Ver com “olhos de ouvir”
Os surdos congénitos apresentam uma grande neuroplasticidade (capacidade do cérebro se modificar) de longo prazo, fazendo com que o seu córtex auditivo aloje propriedades visuais típicas do córtex visual, revela um estudo internacional liderado pelo investigador Jorge Almeida, da Faculdade de Psicologia e de Ciências da Educação da Universidade de Coimbra (UC).
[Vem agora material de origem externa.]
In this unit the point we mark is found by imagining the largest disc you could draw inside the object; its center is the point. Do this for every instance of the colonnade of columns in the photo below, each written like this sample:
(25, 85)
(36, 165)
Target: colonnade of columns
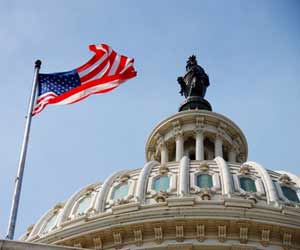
(199, 148)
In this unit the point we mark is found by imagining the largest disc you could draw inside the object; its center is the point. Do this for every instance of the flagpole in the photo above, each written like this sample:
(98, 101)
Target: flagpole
(19, 178)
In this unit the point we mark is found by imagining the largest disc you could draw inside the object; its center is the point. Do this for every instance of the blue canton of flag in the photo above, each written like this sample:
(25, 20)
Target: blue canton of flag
(105, 71)
(58, 83)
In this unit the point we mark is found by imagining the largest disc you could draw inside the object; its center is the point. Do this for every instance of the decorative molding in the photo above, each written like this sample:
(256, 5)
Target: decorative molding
(244, 169)
(138, 236)
(287, 239)
(117, 238)
(98, 244)
(222, 233)
(205, 194)
(124, 178)
(204, 167)
(158, 234)
(177, 128)
(265, 237)
(77, 244)
(285, 179)
(243, 234)
(179, 233)
(160, 196)
(163, 169)
(200, 231)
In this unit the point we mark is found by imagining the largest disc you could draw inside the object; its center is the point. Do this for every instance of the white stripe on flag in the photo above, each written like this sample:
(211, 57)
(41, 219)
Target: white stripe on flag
(115, 65)
(89, 91)
(96, 64)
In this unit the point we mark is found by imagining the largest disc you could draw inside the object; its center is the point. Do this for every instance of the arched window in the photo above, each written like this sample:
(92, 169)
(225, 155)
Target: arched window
(204, 181)
(247, 184)
(83, 204)
(50, 223)
(162, 183)
(290, 193)
(120, 191)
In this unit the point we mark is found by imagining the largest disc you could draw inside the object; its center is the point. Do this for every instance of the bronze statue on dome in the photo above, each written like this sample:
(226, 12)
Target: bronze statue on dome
(193, 86)
(195, 81)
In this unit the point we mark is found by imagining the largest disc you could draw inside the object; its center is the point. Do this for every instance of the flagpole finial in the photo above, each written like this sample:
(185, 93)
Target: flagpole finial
(38, 63)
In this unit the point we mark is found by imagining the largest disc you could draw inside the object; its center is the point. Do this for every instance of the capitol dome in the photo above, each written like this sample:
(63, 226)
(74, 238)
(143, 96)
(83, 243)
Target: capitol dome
(197, 190)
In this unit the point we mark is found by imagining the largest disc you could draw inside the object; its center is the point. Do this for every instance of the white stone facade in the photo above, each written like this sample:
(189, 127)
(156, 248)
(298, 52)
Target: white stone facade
(196, 191)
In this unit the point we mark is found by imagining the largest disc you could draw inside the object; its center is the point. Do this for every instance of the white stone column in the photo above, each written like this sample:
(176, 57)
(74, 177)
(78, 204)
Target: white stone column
(232, 155)
(199, 146)
(184, 176)
(218, 146)
(179, 146)
(164, 155)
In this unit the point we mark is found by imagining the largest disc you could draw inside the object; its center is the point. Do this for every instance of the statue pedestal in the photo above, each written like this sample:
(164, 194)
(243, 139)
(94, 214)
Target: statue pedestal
(195, 102)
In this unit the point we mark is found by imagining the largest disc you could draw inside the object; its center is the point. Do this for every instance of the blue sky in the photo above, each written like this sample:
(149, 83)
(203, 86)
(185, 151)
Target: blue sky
(250, 49)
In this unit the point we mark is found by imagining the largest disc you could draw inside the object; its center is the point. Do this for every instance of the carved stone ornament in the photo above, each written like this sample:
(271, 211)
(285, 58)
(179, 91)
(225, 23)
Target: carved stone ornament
(265, 237)
(98, 244)
(160, 196)
(138, 237)
(203, 167)
(57, 207)
(245, 169)
(117, 238)
(285, 179)
(158, 234)
(287, 239)
(29, 229)
(243, 234)
(179, 233)
(124, 177)
(249, 196)
(205, 194)
(163, 169)
(177, 129)
(200, 232)
(121, 201)
(222, 233)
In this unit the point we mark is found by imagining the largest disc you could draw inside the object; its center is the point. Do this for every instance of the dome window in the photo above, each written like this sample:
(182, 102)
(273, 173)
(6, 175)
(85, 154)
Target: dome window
(204, 181)
(50, 223)
(83, 204)
(248, 184)
(120, 192)
(290, 193)
(161, 183)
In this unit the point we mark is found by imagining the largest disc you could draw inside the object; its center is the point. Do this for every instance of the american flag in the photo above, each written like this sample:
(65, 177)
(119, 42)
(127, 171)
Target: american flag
(105, 71)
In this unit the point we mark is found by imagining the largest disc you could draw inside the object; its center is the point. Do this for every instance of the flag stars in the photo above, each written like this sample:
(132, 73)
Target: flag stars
(58, 83)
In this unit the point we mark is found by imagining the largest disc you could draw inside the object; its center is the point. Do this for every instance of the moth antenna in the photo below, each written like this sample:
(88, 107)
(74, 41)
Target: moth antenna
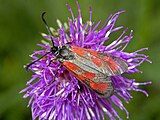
(47, 27)
(28, 65)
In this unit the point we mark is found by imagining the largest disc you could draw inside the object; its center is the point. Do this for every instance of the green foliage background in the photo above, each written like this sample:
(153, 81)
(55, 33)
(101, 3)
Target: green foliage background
(20, 28)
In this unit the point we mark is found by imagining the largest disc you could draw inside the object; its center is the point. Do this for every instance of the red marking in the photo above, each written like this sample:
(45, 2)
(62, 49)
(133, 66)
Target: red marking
(80, 77)
(78, 50)
(102, 87)
(97, 61)
(94, 53)
(70, 66)
(89, 75)
(112, 63)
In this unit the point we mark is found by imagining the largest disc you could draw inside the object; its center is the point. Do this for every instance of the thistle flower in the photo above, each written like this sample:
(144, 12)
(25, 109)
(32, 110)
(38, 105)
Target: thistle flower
(61, 96)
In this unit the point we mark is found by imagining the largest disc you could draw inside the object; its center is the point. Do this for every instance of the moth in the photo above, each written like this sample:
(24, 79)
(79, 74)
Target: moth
(93, 69)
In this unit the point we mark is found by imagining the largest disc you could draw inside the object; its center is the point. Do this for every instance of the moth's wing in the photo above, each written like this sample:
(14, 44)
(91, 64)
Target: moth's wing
(102, 62)
(92, 78)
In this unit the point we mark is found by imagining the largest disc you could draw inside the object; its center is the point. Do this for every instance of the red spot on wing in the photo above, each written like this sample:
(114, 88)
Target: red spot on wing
(89, 75)
(70, 66)
(101, 87)
(112, 63)
(80, 77)
(97, 61)
(78, 50)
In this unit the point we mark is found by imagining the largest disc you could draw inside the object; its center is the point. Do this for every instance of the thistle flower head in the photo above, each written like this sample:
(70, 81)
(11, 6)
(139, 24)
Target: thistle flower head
(55, 94)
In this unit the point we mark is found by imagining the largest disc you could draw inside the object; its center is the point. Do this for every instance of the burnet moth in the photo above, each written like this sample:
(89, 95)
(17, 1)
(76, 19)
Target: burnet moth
(90, 67)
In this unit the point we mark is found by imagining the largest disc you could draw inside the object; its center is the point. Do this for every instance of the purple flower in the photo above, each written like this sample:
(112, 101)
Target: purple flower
(62, 96)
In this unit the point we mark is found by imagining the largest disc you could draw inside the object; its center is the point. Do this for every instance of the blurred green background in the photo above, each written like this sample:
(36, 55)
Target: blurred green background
(20, 28)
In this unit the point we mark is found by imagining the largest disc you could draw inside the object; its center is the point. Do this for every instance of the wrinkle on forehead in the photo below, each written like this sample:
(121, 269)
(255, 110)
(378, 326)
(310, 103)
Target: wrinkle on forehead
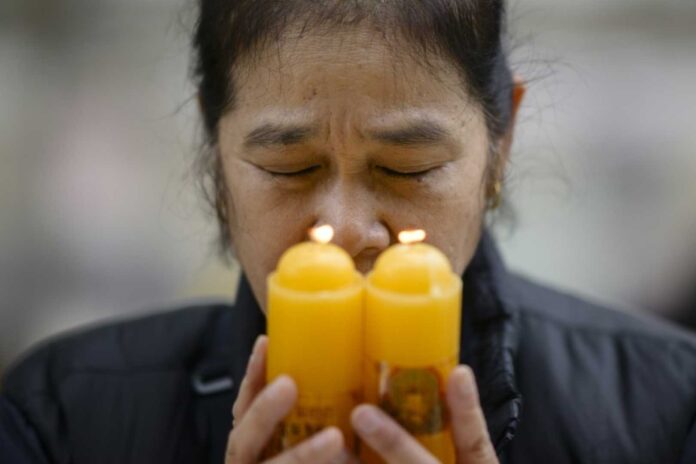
(397, 64)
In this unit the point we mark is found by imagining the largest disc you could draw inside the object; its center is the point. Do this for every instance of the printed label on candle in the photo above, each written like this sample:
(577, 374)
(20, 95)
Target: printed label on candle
(311, 415)
(414, 397)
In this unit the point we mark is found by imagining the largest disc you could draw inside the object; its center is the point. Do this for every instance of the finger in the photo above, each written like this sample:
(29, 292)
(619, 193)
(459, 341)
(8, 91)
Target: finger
(253, 432)
(254, 379)
(469, 430)
(387, 438)
(324, 447)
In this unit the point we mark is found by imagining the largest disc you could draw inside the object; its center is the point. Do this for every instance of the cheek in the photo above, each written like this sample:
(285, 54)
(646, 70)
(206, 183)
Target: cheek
(263, 222)
(452, 211)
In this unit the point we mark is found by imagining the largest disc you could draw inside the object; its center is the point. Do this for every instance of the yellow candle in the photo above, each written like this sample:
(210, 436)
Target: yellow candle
(412, 330)
(315, 305)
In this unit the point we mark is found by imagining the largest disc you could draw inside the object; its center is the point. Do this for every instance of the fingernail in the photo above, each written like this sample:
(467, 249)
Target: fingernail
(254, 353)
(342, 458)
(277, 385)
(465, 383)
(323, 438)
(366, 419)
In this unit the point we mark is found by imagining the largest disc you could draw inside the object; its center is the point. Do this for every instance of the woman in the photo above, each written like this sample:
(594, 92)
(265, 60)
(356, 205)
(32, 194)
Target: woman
(374, 117)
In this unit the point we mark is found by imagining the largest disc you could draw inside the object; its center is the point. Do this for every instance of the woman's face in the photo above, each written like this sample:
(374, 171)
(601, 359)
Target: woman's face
(340, 129)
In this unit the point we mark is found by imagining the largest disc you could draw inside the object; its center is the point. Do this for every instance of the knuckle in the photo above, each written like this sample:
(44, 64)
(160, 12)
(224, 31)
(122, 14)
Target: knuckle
(482, 450)
(390, 438)
(299, 455)
(264, 413)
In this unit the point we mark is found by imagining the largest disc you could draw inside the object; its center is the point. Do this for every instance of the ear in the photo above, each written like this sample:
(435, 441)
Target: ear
(518, 92)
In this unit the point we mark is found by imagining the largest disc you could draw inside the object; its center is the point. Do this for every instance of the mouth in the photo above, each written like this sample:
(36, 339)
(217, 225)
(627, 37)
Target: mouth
(364, 262)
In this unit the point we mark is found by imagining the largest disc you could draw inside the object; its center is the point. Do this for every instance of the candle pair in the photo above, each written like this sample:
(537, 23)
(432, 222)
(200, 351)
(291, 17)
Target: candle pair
(390, 339)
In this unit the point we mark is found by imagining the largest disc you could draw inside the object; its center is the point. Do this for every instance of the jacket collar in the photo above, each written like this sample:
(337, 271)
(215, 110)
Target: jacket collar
(490, 339)
(489, 342)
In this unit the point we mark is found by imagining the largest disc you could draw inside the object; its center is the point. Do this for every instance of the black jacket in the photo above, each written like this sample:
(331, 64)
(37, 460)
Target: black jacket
(561, 381)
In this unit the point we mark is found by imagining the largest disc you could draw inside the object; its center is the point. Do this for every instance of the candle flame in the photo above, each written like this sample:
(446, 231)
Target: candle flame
(408, 237)
(322, 234)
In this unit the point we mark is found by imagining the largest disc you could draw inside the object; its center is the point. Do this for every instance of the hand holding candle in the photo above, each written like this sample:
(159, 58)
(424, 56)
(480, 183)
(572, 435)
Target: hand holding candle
(315, 306)
(412, 329)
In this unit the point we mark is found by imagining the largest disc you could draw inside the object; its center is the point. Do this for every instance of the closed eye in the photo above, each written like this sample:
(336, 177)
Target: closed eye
(298, 173)
(405, 174)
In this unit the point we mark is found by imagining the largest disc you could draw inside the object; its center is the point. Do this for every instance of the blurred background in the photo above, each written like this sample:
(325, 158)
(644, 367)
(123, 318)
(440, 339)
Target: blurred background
(99, 213)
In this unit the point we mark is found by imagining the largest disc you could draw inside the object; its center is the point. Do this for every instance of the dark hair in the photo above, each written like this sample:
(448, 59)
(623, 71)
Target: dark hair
(470, 33)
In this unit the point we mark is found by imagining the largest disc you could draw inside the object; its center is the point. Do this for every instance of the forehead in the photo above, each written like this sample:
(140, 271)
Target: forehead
(353, 67)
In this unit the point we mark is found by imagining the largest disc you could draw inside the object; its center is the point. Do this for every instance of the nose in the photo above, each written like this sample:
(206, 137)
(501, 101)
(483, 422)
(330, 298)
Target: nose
(353, 212)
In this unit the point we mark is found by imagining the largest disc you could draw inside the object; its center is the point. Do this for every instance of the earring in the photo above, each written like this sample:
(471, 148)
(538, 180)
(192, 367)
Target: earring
(495, 197)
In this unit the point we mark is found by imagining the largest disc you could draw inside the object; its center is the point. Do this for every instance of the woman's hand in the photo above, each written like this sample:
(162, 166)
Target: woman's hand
(469, 430)
(260, 408)
(258, 411)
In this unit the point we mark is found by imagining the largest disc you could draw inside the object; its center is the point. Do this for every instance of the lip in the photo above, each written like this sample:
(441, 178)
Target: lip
(365, 261)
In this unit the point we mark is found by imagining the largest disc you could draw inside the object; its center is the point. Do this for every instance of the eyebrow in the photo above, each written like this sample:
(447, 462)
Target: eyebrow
(270, 134)
(414, 134)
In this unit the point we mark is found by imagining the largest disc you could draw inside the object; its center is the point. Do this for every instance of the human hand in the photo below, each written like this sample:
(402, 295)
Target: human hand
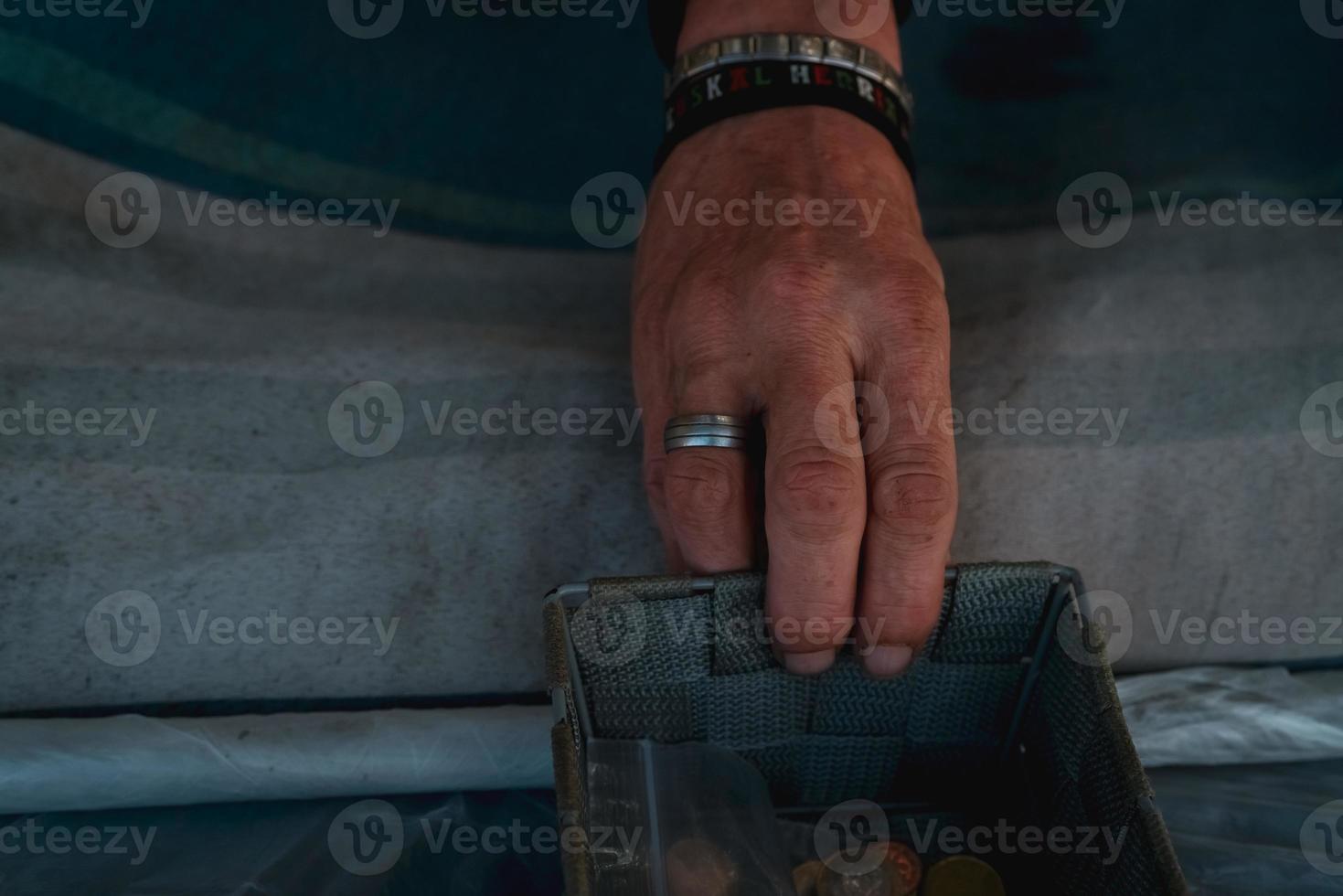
(746, 314)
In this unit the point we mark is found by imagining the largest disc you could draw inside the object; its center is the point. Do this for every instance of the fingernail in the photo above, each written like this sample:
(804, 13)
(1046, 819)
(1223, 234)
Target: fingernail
(809, 664)
(888, 660)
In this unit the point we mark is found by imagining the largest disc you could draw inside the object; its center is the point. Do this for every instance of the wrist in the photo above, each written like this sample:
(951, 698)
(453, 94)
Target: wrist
(712, 19)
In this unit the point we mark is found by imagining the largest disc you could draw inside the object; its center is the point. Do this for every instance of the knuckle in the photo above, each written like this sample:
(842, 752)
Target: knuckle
(915, 495)
(795, 280)
(901, 621)
(915, 321)
(816, 492)
(700, 485)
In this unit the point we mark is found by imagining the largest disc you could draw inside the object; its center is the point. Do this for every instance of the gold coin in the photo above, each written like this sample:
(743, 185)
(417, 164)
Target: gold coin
(964, 876)
(806, 878)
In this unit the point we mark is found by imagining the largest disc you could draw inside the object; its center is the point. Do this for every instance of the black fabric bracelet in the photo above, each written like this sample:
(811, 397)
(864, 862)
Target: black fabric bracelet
(666, 17)
(736, 89)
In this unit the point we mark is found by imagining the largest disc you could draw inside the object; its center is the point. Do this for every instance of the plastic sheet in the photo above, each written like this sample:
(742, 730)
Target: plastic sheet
(57, 764)
(687, 819)
(478, 844)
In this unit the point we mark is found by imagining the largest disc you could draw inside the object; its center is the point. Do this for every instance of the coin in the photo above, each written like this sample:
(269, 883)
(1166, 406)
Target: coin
(964, 876)
(905, 867)
(873, 883)
(695, 867)
(898, 875)
(806, 878)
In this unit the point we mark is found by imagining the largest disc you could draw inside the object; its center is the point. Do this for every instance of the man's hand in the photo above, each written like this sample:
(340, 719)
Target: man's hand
(781, 321)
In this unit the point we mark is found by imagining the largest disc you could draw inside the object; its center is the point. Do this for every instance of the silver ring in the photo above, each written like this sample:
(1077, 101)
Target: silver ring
(705, 430)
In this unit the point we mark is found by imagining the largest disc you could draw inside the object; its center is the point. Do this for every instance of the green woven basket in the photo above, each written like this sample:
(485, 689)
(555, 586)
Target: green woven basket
(994, 720)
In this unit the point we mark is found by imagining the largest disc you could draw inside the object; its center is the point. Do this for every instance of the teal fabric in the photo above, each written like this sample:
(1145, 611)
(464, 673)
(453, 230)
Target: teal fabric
(485, 126)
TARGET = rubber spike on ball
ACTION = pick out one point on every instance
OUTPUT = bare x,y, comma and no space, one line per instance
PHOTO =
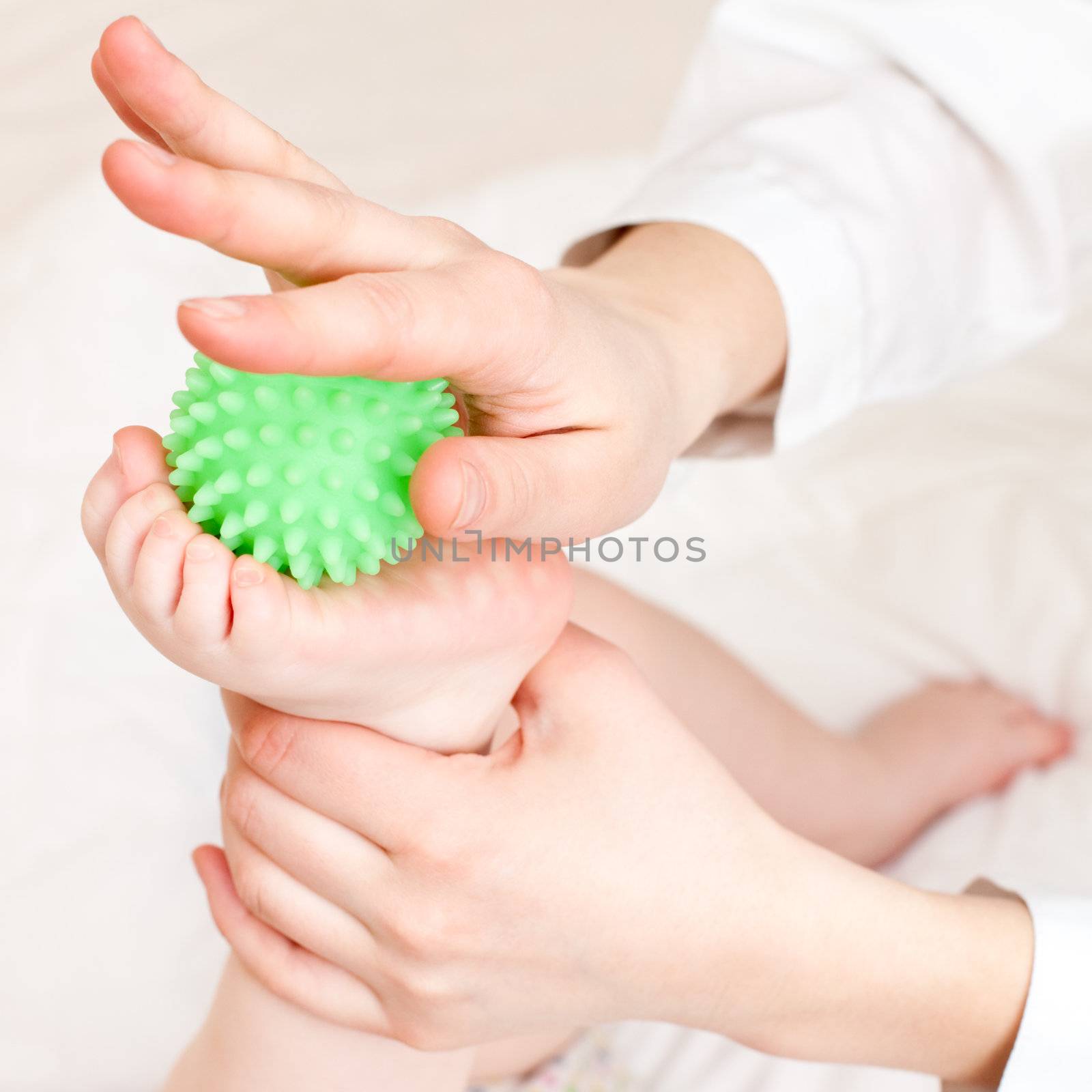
316,464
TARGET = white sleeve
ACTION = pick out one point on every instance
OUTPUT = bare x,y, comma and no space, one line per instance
1054,1046
915,175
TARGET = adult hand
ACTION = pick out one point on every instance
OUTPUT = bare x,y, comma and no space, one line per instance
601,865
579,386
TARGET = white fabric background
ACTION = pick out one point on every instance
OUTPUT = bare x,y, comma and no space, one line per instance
946,538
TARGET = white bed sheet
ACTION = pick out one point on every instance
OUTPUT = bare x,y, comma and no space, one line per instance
949,538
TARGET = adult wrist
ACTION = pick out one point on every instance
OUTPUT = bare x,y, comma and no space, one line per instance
709,302
855,968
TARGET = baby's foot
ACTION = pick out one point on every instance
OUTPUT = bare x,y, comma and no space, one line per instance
429,651
939,747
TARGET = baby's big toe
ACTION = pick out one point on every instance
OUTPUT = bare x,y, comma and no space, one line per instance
203,614
260,609
125,538
1035,740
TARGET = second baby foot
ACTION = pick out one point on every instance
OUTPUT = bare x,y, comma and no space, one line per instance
940,746
429,651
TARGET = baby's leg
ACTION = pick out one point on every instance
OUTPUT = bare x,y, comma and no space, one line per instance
865,796
253,1040
192,609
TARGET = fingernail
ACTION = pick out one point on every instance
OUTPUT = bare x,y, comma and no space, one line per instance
247,573
149,31
216,308
158,156
473,497
200,549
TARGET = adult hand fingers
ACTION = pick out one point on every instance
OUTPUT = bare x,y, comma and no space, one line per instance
386,791
158,96
334,862
284,968
470,320
306,232
296,912
580,483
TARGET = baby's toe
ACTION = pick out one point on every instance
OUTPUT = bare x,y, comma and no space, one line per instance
136,462
260,607
1035,740
158,578
129,529
203,615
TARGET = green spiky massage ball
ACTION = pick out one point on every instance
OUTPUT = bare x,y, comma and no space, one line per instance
308,473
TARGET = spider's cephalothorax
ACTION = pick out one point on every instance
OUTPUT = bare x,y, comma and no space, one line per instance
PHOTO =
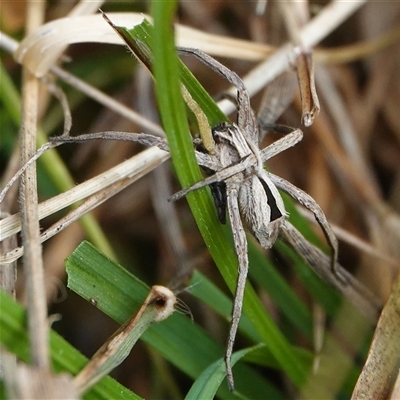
240,185
249,193
257,195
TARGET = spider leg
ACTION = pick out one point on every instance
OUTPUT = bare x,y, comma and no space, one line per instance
239,237
246,118
142,138
307,201
219,176
282,144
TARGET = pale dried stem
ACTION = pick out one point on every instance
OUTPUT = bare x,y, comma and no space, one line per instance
33,262
138,166
356,242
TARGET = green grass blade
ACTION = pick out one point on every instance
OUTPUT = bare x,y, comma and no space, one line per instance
119,294
208,382
173,114
14,336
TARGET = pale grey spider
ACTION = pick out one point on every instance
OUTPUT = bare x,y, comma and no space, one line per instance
240,184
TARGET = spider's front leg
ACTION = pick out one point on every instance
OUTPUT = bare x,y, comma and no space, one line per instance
239,237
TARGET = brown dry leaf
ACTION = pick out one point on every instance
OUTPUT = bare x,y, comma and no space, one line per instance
381,369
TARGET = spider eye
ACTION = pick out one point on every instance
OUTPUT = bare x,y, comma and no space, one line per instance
160,302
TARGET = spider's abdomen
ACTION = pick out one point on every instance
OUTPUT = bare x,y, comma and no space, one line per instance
262,209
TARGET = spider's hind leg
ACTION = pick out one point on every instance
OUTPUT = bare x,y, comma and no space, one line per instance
308,202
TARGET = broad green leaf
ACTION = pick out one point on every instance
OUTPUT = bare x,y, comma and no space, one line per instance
119,294
14,336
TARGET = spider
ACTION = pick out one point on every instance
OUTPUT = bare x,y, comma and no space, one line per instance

Os resultados da pesquisa, já aceite para publicação na Psychological Science, revista internacional de referência na área da psicologia, poderão ser determinantes «para explorar novas abordagens terapêuticas para tratar lesões cerebrais e doenças neurodegenerativas baseadas na neuroplasticidade, e serão centrais para o desenvolvimento de novas gerações de implantes cocleares mais eficazes», nota o coordenador do estudo.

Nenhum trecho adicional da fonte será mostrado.